Run well, however, internship programs can help solve one of the industry’s biggest dilemmas: the skills gap in hiring.
Niche engineering specialties such as low-voltage are in need of a better hiring feedstream. Degree programs focus on structural and electrical engineering to such an extent that students may not even be aware of engineering niches such as low-voltage design.
To tackle the problem, TEECOM created an 11-week structured internship program to attract the best and brightest undergrads. The program, TEECOMuniversity, is designed to introduce emerging engineers to the world of low-voltage design through hands-on content taught by senior leadership. Class subjects include “Project Phasing,” “AV and the Law,” “Project Management Communications,” “Revit Instruction,” and “The RFP Process.”

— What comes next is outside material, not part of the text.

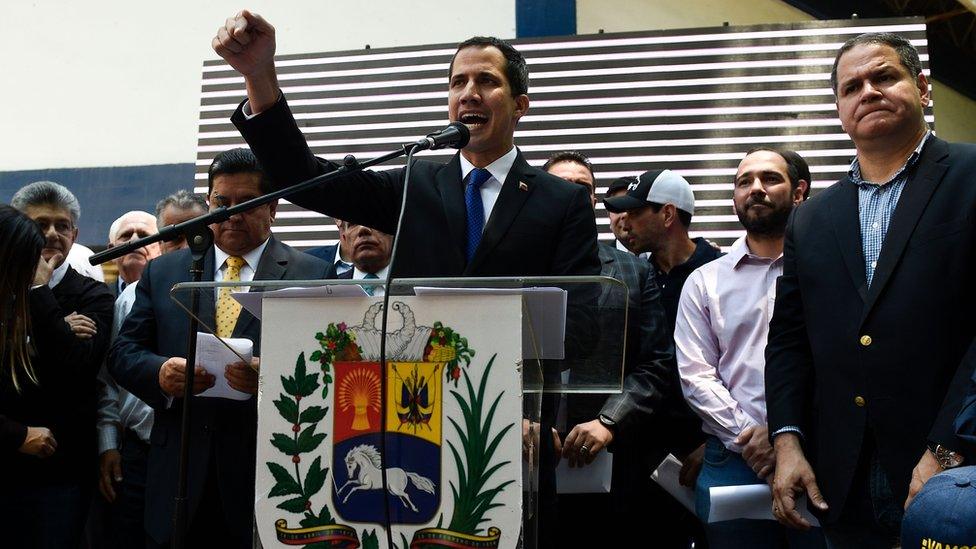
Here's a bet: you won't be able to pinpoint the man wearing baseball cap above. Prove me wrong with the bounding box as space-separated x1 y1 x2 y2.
603 170 722 330
603 170 722 506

“Most students graduate with a great theoretical understanding of engineering,” says TEECOM Associate Principal Paul Au, who helped create the TEECOMuniversity curriculum. “We wanted to give them some real-world experience to go along with it. We put together a series of courses where we talk about projects we’ve worked on, as well as field trips to construction sites. Beyond just the technical skills, we also introduce them to working in a corporate environment and the social skills you need to get along.”
Kaylee Pit, an undergraduate in Architectural Engineering at California Polytechnic State University, San Luis Obispo, interned previously at a construction management firm in Hong Kong. Her experience at TEECOM has been dramatically different.
“My Hong Kong internship was pretty much just basic office tasks, not a lot of learning experience or interaction with my colleagues,” she says. “Here, we learn directly from the engineers about what it’s like to work not just at TEECOM, but anywhere — what you need to know about how to interact with other people at the office, how to present in a meeting, interview skills.”
Krishna Mehta, structural engineering undergraduate at University of California, San Diego, likes the formalized learning environment of TEECOMuniversity. “It’s more like an educational setting,” he says. “You learn a lot more explicitly instead of the learn-as-you-go approach. They actually sit down and teach you stuff.”
In addition to technical knowledge, TEECOMuniversity immerses the interns in the culture of a growing organization. TEECOMuniversity students enjoy our monthly team lunches and General Office Meetings, and volunteer at the Alameda County Community Food Bank through TEECOM’s Give Back program. These experiences give the group insight into how corporate values form a strong culture.
As they prepare to return to their university courses, the TEECOMuniversity “grads” will take a new understanding of low-voltage design for buildings. Some of them may even decide to make it their career.